Another book worth reading if you're interested in the subject is the historical novel The Sea Witch, by Alexander Laing. He was a maritime historian of considerability himself, who (I think) wrote novels to make ends meet. The fictional story he concocted around the Sea Witch sticks closely to her actual career, and contains some fine writing and fun characters.

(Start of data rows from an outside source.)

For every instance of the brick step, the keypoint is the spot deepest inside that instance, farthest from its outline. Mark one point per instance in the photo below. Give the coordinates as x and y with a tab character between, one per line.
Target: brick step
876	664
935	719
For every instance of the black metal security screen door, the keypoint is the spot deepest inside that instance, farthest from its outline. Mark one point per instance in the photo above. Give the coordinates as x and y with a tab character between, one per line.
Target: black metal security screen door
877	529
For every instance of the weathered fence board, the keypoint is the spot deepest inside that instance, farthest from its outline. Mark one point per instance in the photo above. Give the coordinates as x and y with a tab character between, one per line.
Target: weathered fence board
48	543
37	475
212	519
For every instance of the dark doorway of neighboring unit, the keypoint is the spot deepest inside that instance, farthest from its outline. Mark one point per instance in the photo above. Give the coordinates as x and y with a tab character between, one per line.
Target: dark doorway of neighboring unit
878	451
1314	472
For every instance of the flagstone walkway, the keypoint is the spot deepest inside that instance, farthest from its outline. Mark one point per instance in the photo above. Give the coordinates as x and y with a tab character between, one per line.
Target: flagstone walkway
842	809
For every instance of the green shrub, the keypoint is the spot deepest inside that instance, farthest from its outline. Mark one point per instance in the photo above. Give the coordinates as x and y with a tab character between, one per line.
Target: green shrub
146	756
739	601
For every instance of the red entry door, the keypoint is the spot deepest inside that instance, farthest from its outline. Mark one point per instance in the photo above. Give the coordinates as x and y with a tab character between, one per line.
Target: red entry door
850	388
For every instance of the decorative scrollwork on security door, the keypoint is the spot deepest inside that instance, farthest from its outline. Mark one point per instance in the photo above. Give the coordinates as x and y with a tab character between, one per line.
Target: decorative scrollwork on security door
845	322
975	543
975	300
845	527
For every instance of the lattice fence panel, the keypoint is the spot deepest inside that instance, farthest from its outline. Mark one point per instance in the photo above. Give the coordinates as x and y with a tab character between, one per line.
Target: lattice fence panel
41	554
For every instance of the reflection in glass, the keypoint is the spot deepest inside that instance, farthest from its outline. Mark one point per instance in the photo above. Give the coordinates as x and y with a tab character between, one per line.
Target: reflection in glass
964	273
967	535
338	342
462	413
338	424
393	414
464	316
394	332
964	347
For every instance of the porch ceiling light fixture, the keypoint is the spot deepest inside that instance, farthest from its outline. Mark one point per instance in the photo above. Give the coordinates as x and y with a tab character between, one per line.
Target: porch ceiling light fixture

Her external color scheme probably was the one carried by almost all American clippers: black hull over copper (or "yellow metal") bottom, perhaps with the various external rails either picked out in white paint or left unpainted and varnished. The rest of the colors on the one EPinniger's acquired are believable (unpainted deck planking, white inside the bulwarks, etc.), with the notable exception of those bright blue deckhouses and other deck furniture. A pale, greyish blue (sometimes referred to in contemporary accounts as "pearl color," though that term also seems to have referred sometimes to a shade of grey or green) does indeed seem to have been a fairly common color for the roofs of deckhouses, but the bulkheads almost certainlyl were painted white. (Incidentally, the horizontal planking on the sides of the main deckhouse is a strong indication that the ship in question is American. British deckhouses of the period usually were planked with vertical panels.) To my eye the blue on that model looks outrageously bright. If I were doing it I'd strip the existing blue (if possible) and paint the vertical surfaces white and the the roofs a dull blue-grey. It's also entirely possible that the roofs weren't painted at all; that they were treated the same as the deck planking. Deckhouse roofs often were surrounded by a shaped molding, which might be painted white.
Hope that helps at least a little. Good luck.